Read the ad! See the movie!
We all know the impact of the above 1975 movie on Hollywood, how it ushered in the era of movie blockbusters that have given us more busts than blockbusters over the years. Less widely noted, however, is the impact of the one below.
What? Am I serious? That miserable 1978 sequel that gave us with nothing, not even the simple satisfaction of seeing Murray "We're not closing the beaches!" Hamilton end up as a shark snack? Yet, in it's own way, "Jaws 2" was just as much a harbinger of things to come as its predatory predecessor. And it all started right here:
Yes, before Roy Scheider took his second dip into those shark-infested waters, taglines -- those pithy pearls of advertisingspeak -- were used only sporadically on movie posters.

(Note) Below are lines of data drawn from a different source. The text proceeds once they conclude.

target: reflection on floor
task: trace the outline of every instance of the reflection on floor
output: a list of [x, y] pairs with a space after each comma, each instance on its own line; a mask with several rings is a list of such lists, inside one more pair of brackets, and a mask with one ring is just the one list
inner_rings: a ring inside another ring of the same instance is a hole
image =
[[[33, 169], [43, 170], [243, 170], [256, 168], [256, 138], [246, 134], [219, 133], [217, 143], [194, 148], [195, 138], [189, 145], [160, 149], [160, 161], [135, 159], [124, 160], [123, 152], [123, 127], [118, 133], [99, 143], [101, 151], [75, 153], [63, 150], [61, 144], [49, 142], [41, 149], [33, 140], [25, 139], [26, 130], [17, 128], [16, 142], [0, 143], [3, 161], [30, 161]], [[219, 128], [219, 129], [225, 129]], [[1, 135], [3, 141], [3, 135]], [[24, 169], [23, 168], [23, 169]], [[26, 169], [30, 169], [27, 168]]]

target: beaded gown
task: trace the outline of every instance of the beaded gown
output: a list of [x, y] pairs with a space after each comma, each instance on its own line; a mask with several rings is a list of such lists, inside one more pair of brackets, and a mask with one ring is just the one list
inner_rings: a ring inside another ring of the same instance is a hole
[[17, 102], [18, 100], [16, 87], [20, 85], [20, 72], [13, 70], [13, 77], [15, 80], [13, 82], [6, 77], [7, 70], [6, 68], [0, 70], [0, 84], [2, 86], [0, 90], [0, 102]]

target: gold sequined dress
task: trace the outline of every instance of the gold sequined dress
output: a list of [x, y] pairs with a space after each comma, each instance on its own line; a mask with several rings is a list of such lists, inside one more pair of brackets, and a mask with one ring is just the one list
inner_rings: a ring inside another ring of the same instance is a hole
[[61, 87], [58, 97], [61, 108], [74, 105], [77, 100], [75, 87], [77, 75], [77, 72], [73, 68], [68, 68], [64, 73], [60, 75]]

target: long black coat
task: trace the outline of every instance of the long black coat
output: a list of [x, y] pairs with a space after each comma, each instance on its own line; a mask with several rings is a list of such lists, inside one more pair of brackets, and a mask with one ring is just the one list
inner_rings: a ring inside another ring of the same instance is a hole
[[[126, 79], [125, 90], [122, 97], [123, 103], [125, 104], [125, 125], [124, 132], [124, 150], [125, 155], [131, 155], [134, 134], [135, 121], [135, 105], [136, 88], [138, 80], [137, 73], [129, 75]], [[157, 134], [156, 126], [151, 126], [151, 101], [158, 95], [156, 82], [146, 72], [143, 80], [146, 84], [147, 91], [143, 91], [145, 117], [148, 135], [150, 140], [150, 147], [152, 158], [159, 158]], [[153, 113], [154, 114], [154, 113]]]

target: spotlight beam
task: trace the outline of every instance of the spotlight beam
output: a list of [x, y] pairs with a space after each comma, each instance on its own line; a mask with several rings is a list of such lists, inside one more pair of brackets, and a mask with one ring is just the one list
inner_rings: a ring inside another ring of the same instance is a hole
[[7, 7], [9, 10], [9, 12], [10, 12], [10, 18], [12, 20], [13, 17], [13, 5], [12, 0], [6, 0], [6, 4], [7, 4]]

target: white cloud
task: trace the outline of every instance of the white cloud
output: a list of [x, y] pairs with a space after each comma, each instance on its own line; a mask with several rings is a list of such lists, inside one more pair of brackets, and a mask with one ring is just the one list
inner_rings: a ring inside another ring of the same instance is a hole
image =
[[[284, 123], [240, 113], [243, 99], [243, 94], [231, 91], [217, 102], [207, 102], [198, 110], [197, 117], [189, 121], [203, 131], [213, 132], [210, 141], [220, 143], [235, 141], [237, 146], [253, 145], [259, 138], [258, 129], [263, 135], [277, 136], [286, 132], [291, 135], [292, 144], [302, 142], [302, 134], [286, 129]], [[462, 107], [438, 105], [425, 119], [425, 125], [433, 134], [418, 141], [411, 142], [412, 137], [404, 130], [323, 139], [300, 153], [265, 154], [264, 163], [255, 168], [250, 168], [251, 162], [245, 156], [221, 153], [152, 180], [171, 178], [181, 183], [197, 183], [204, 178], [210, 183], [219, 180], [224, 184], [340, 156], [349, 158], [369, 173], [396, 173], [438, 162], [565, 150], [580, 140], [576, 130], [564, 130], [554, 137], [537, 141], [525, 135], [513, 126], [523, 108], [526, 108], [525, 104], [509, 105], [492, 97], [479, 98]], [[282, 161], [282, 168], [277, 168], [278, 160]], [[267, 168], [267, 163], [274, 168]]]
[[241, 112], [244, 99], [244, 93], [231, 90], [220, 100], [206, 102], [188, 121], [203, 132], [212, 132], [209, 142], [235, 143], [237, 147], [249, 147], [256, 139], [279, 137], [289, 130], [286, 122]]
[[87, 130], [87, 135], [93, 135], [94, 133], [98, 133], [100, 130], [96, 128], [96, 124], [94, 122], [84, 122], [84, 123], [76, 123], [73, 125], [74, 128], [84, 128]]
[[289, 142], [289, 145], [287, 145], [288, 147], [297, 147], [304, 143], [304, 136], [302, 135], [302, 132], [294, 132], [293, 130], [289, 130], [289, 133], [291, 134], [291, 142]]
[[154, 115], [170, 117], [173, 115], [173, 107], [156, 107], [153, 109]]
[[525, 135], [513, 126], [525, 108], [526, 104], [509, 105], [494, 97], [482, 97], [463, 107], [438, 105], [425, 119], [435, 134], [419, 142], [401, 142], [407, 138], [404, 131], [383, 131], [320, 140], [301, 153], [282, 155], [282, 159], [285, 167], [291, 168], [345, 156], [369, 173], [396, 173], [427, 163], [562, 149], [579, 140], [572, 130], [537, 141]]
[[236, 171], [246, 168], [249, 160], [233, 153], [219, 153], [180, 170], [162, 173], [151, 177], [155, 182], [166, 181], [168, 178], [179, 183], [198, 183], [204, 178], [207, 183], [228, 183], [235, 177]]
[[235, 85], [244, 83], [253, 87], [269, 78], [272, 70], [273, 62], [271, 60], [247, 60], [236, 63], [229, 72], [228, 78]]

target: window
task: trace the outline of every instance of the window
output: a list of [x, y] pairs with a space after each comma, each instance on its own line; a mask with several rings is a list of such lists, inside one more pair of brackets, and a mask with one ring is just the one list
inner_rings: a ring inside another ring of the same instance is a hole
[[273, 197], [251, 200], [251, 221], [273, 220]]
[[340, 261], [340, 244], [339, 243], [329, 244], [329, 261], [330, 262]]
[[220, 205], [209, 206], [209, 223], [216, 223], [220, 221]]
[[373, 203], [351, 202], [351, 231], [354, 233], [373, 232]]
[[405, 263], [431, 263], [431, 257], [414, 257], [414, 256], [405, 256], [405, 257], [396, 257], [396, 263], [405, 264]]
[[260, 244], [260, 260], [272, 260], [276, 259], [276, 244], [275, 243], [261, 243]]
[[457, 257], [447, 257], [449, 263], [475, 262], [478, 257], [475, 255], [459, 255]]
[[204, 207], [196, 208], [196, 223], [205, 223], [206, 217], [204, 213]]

Mostly, it was just flat-footed copy like what you find at the top of the first "Jaws" poster -- if there was any ad copy at all. Sure, there were exceptions, but nothing before "Just when..." soaked into the public consciousness quite like it. It didn't just launch a thousand parodies (probably beginning with "Just when you thought it was safe to go back in the theatre..."), it inaugurated a subtle change in movie marketing. Like shaving cream, toothpaste and laundry detergent, movies could be sold with little more than catchy themeline.
A year later, when the first "Alien" poster was released with its own unforgettable line ("In space, no one --" Do I really have to tell you the rest?), there was no turning back. In fact, today, it seems entirely possible that studios are spending more time writing the themeline than the movie itself.